One can make this portable (so it's not Linux-only), avoiding an ERE dependency, with the following:

$ sed -ne 's/.*\.//p' <<< "file..txt"
txt
$ sed -ne 's/.*\.//p' <<< "file.txt."

$ sed -ne 's/.*\.//p' <<< "file"
$ sed -ne 's/.*\.//p' <<< "file.xml"
xml

Note that for testing purposes, I'm using a "here-string" in bash. If your shell is not bash, use whatever your shell uses to feed data to sed.

The important bit here is the use of sed's -n option, which tells it not to print anything by default, combined with the substitute command's explicit p flag, which tells sed to print only upon a successful substitution, which obviously requires a dot to be included in the pattern.

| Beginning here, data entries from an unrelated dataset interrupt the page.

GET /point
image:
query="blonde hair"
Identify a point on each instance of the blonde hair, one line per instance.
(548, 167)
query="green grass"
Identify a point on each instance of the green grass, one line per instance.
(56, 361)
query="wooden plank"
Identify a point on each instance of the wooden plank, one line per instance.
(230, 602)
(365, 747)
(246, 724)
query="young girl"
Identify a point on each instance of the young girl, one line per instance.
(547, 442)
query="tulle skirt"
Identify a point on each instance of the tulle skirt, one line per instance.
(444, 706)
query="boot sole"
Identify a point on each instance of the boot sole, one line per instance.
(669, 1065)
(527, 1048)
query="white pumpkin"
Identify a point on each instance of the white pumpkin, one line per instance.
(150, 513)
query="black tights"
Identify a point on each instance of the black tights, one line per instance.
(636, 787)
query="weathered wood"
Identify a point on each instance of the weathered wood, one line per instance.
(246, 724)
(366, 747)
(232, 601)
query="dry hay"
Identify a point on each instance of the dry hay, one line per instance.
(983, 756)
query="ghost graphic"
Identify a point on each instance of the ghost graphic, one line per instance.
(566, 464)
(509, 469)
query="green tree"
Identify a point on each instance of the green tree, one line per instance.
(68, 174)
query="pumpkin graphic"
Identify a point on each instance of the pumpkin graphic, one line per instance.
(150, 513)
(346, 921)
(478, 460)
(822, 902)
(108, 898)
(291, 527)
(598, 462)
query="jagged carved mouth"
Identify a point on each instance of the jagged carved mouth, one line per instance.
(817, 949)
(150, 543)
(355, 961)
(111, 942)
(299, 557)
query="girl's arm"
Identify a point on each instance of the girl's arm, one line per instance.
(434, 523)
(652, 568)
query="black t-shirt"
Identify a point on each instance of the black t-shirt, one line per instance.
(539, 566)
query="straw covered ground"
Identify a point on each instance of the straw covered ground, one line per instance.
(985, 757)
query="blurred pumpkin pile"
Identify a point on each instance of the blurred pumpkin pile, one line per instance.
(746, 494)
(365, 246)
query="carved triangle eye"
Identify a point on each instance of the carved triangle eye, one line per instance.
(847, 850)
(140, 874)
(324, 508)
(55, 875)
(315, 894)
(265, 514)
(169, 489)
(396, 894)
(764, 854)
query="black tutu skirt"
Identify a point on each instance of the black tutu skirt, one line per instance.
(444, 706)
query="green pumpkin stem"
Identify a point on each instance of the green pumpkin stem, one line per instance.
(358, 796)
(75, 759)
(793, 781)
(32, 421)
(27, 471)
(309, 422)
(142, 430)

With this solution, the difference between "file.txt." and "file" is that the former returns the input line replaced with null (so you may still get a newline depending on your usage), whereas the latter returns nothing, as sed is not instructed to print, as no . is included in the input. The end result may well be the same, of course:

$ printf "#%s#\n" $(sed -ne 's/.*\.//p' <<< "file.txt.")
##
$ printf "#%s#\n" $(sed -ne 's/.*\.//p' <<< "file")
##
ghoti
  • 45,319
  • 8
  • 65
  • 104
0

Simple to do with awk:

awk -F"." '{ print $NF }'

What this does: With dot as a delimiter, extract the last field from the input.

Vampiro
  • 335
  • 4
  • 15
  • 2
    Fails the no-extension case. But that's easily fixable by adding `/\./` (if empty output, no blank line, is acceptable and with `/\./{print $NF;next} {print ""}` otherwise). – Etan Reisner Dec 31 '15 at 00:12
0

Use sed in 2 steps: first remove string without a dot and than remove up to the last dot:

sed -e 's/^[^.]*$//' -e 's/.*\.//'

Test:

for s in file.txt.. file.txt. file.txt filename file.xml; do
   echo "$s -> $(echo "$s" | sed -e 's/^[^.]*$//' -e 's/.*\.//')"
done

Testresult:

file.txt.. ->
file.txt. ->
file.txt -> txt
filename ->
file.xml -> xml

Actually the answer of @ghoti is roughly the same, just a bit shorter (better). This solution can be used by other readers who wants to do something like this in another language.

Walter A
  • 19,067
  • 2
  • 23
  • 43